Bug #74303 commited rows are visible before log sync when binlog not used
Submitted: 9 Oct 2014 17:56 Modified: 12 Oct 2014 17:51
Reporter: Mark Callaghan Email Updates:
Status: Verified Impact on me:
None 
Category:MySQL Server: InnoDB storage engine Severity:S3 (Non-critical)
Version:5.7.5 OS:Any
Assigned to: Assigned Account CPU Architecture:Any

[9 Oct 2014 17:56] Mark Callaghan
Description:
This was reported in a PhD thesis and then discussed on a Postgres advocacy list:
http://www.postgresql.org/message-id/5435B1E4.7000900@aklaver.com

I think this is only an issue when the binlog is disabled because the race occurs in the commit processing step of InnoDB and when binlog is enabled then there is innodb prepare step and binlog write/flush step prior to innodb commit step and durability is guaranteed by the time innodb commit step is reached.

Changes from a transaction can be visible to others before the redo log is forced to disk. I am not an expert in this part of InnoDB, but the problem is that innodb_commit calls innobase_commit_low and then trx_commit_complete_for_mysql. Changes from a transaction are visible to others when innobase_commit_low returns before trx_commit_complete is called.

innobase_commit_low -> trx_commit_for_mysql -> trx_commit -> trx_commit_low -> trx_commit_in_memory and the commit becomes visible to new snapshots there. trx_commit_in_memory calls:
1) lock_release_trx_locks
2) UT_LIST_REMOVE(trx_sys->rw_trx_list, trx);
3) some other things

Is #2 what makes it visible to new snapshots?

How to repeat:
1) Add a call to sleep for 10 seconds in trx_commit_complete_for_mysql before the call to trx_flush_log_if_needed
2) do auto-commit insert from one client
3) do auto-commit select from that table in another client

Client for #3 will see result almost immediately, long before 10 seconds are up. 

Suggested fix:
don't know
[4 Jan 2016 2:01] zhai weixiang
Any plan to fix this bug ?  Have click the  "Affects me" because we may turn off binary log in the near future. 
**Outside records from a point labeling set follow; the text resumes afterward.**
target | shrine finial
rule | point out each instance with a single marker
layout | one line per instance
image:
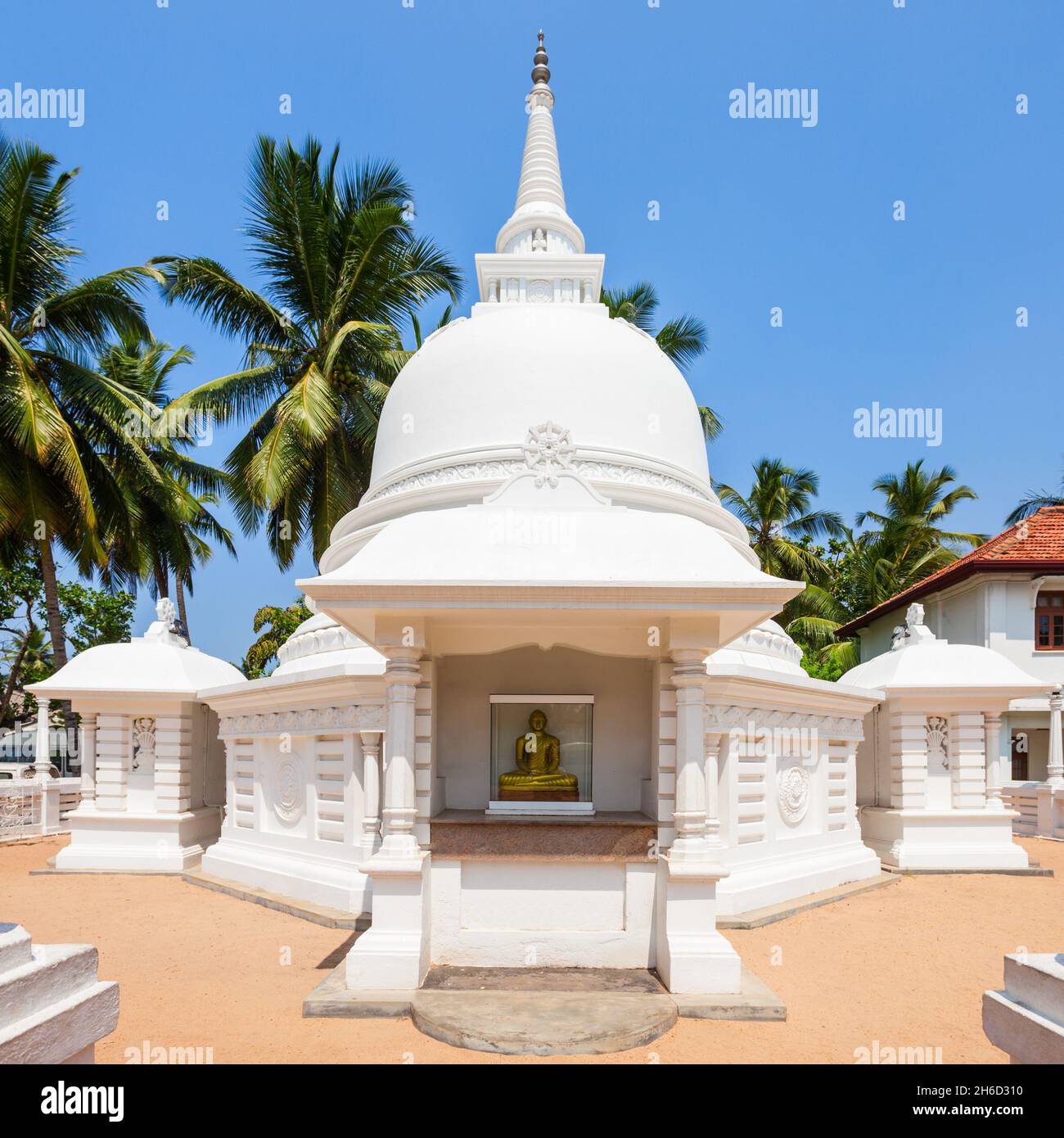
(541, 72)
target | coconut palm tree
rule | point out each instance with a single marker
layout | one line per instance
(682, 339)
(863, 571)
(780, 519)
(58, 416)
(915, 507)
(171, 522)
(341, 269)
(1032, 502)
(871, 568)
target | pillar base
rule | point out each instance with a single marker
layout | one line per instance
(394, 953)
(692, 957)
(942, 839)
(136, 842)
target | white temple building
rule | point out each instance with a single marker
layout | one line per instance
(542, 714)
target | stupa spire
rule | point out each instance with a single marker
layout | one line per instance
(539, 253)
(539, 219)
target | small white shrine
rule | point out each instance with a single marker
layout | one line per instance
(151, 765)
(930, 770)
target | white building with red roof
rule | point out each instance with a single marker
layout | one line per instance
(1006, 595)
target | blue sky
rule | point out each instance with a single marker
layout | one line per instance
(914, 104)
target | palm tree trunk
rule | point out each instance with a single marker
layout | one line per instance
(162, 580)
(52, 604)
(55, 630)
(178, 592)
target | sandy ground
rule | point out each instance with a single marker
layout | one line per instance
(905, 966)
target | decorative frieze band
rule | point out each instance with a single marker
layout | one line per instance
(739, 718)
(308, 721)
(501, 469)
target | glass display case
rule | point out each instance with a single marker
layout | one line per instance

There are two potential ways to fix this bug.
1. sync redo log before releasing transaction id from rw transaction list, and we need to find another way to implement group commit of redo logs, or we may encounter performance regression.
2. keep trx_id in global read-write transaction set and  erase it after the   corresponding log is write/sync to file.